Kristy O'Donnell

Expression of receptor tyrosine kinase Axl and its ligand Gas6 in rheumatoid arthritis : Evidence for a novel endothelial cell survival pathway

Angiogenesis and synovial cell hyperplasia are characteristic features of rheumatoid arthritis (RA). Many growth and survival factors use receptors belonging to the tyrosine kinase family that share conserved motifs within the intracellular catalytic domains. To understand further the molecular basis of cellular hyperplasia in RA, we have used degenerate primers based on these motifs and RNA obtained from the synovium of a patient with RA to perform reverse transcriptase-polymerase chain reaction.

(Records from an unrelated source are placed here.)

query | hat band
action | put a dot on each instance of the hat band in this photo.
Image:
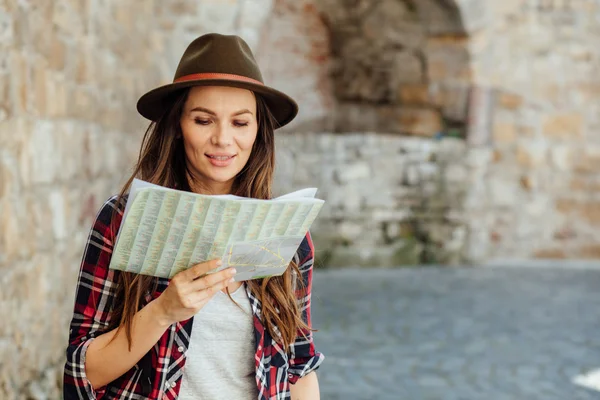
(216, 75)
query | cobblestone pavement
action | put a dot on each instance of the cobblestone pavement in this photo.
(446, 333)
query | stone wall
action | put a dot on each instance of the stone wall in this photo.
(70, 74)
(399, 66)
(536, 192)
(520, 75)
(390, 200)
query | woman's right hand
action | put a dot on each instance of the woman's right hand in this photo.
(190, 290)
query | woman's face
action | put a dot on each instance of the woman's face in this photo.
(219, 128)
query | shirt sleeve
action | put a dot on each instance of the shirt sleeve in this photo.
(303, 356)
(95, 293)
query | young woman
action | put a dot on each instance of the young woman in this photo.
(198, 335)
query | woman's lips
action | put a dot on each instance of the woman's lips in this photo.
(219, 160)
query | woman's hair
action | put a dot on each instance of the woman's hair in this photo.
(162, 161)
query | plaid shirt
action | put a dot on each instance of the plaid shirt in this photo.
(158, 374)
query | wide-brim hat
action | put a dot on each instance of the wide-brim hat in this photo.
(218, 60)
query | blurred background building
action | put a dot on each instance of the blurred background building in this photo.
(438, 131)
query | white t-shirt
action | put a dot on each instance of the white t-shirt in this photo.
(220, 358)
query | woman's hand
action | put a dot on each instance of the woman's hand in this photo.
(190, 290)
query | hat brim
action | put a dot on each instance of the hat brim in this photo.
(153, 104)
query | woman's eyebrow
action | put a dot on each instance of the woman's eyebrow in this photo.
(206, 110)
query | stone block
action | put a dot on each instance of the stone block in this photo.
(393, 23)
(532, 154)
(413, 94)
(407, 68)
(410, 121)
(562, 157)
(448, 59)
(556, 253)
(509, 101)
(587, 160)
(452, 99)
(503, 192)
(591, 251)
(357, 171)
(566, 125)
(504, 132)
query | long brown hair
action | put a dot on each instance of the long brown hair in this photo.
(162, 161)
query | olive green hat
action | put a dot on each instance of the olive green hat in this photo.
(218, 60)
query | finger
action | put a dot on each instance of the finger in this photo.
(201, 269)
(201, 297)
(211, 280)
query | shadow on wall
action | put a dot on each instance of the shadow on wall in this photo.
(393, 176)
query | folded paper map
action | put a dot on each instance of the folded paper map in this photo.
(165, 231)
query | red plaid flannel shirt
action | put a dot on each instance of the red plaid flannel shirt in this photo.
(158, 374)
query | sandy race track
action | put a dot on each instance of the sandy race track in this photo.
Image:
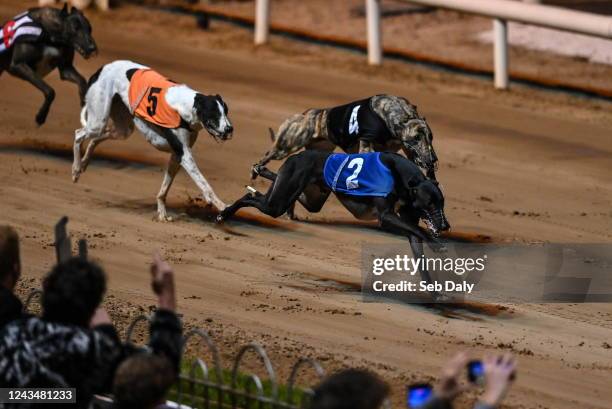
(508, 174)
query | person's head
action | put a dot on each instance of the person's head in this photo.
(350, 389)
(142, 381)
(72, 292)
(10, 263)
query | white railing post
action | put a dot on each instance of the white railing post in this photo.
(500, 53)
(262, 21)
(374, 32)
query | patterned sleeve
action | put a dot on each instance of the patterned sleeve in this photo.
(105, 353)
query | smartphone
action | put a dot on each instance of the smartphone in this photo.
(418, 395)
(475, 372)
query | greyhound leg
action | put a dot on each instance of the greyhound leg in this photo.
(264, 172)
(90, 148)
(188, 163)
(287, 187)
(391, 222)
(95, 123)
(312, 200)
(121, 126)
(26, 73)
(169, 175)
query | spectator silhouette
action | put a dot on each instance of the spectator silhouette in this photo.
(350, 389)
(142, 381)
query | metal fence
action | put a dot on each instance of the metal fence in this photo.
(206, 384)
(501, 11)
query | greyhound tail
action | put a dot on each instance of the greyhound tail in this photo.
(84, 116)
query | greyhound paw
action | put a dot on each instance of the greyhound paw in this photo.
(75, 175)
(41, 118)
(439, 297)
(438, 246)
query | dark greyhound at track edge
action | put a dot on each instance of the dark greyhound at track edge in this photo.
(40, 40)
(382, 185)
(379, 123)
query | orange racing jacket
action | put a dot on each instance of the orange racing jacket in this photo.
(147, 96)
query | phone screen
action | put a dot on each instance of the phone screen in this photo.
(475, 371)
(418, 395)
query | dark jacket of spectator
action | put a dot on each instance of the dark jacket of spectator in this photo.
(38, 353)
(166, 337)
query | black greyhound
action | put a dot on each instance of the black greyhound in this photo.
(42, 39)
(405, 198)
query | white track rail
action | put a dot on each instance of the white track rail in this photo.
(501, 11)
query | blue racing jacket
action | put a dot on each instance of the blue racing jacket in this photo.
(361, 174)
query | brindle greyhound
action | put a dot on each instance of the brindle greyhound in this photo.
(60, 33)
(305, 177)
(378, 123)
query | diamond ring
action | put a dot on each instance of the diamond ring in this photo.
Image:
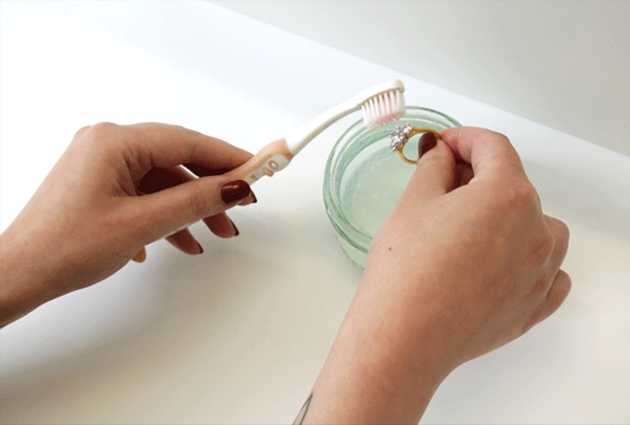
(401, 135)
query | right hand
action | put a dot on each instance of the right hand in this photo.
(464, 263)
(470, 246)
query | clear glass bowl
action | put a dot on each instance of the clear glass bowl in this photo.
(364, 178)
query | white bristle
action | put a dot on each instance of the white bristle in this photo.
(383, 108)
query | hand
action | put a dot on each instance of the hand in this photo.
(465, 263)
(87, 219)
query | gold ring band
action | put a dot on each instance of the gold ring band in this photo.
(401, 136)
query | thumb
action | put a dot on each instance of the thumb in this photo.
(166, 211)
(435, 173)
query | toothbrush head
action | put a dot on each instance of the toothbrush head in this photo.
(383, 103)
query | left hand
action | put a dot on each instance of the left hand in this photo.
(87, 220)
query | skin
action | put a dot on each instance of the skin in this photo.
(465, 263)
(87, 220)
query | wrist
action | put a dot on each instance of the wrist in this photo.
(385, 364)
(22, 285)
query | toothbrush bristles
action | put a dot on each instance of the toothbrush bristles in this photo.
(383, 108)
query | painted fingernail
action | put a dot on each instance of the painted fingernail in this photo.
(427, 142)
(236, 232)
(235, 191)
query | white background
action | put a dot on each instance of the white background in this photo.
(563, 63)
(239, 334)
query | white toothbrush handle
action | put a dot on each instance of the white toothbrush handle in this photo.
(272, 158)
(300, 137)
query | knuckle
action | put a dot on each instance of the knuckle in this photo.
(103, 128)
(520, 195)
(198, 206)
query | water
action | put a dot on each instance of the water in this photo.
(374, 182)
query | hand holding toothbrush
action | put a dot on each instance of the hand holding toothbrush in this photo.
(114, 190)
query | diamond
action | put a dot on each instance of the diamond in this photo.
(399, 137)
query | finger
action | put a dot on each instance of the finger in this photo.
(486, 151)
(201, 171)
(464, 173)
(157, 179)
(169, 145)
(140, 256)
(185, 242)
(435, 173)
(560, 234)
(558, 292)
(163, 212)
(221, 225)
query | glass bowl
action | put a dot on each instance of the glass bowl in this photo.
(364, 178)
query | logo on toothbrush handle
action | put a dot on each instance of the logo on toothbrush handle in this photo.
(268, 168)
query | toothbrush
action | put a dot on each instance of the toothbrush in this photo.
(380, 104)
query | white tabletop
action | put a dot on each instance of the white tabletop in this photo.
(238, 335)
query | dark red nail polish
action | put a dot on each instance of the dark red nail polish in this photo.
(235, 191)
(427, 142)
(236, 232)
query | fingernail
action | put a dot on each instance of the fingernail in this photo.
(235, 191)
(427, 142)
(236, 232)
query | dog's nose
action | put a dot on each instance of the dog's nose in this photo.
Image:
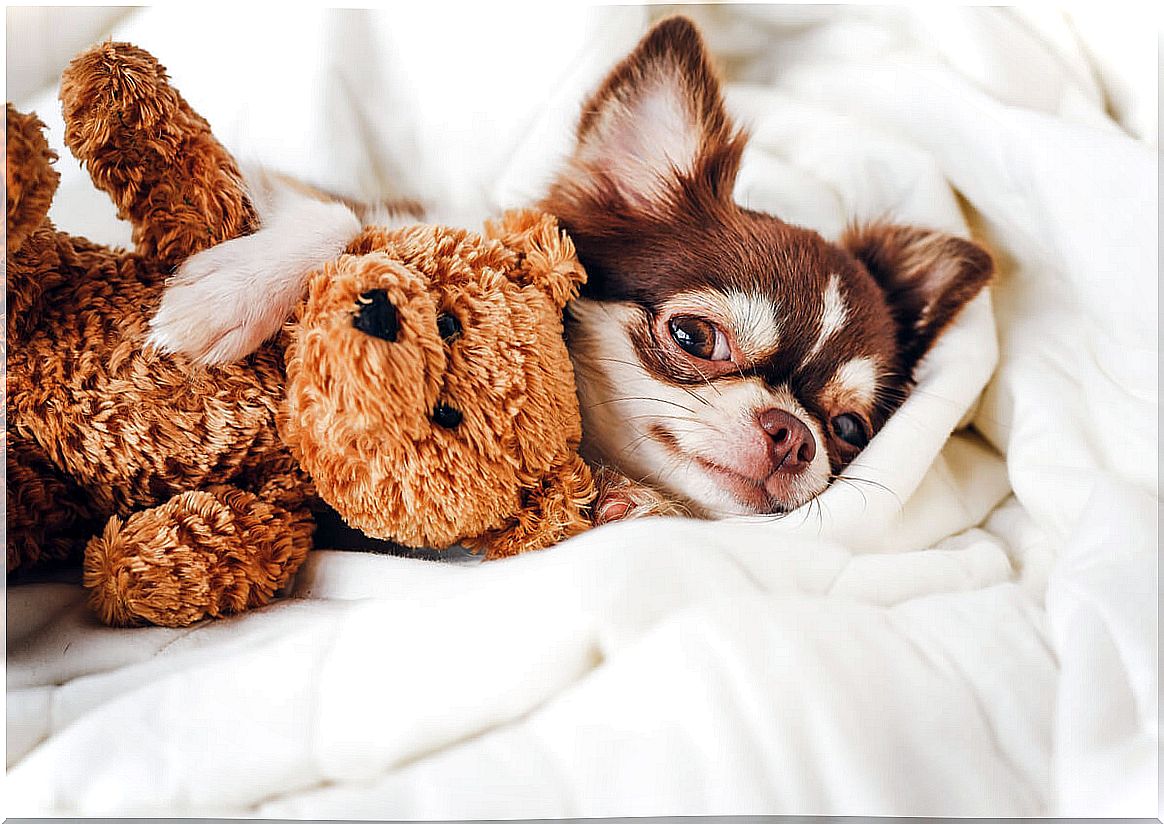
(794, 446)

We report detection of the receptor tyrosine kinase (RTK) Axl in RA synovium and we document the expression pattern of Axl in capillary endothelium, in vascular smooth muscle cells of arterioles and veins, and in a subset of synovial cells in RA synovial tissue. Gas6 (for growth arrest-specific gene 6), which is a ligand for Axl and is related to the coagulation factor protein S, was found in synovial fluid and tissue from patients with RA and osteoarthritis. Axl expression and function was studied in human umbilical vein endothelial cells (HUVECs). Gas6 bound to HUVECs; soluble Axl inhibited this binding. Exogenous Gas6 protected HUVECs from apoptosis in response to growth factor withdrawal and from TNFalpha-mediated cytotoxicity. These findings may reveal a new aspect of vascular physiology, which may also be relevant to formation and maintenance of the abnormal vasculature in the rheumatoid synovium.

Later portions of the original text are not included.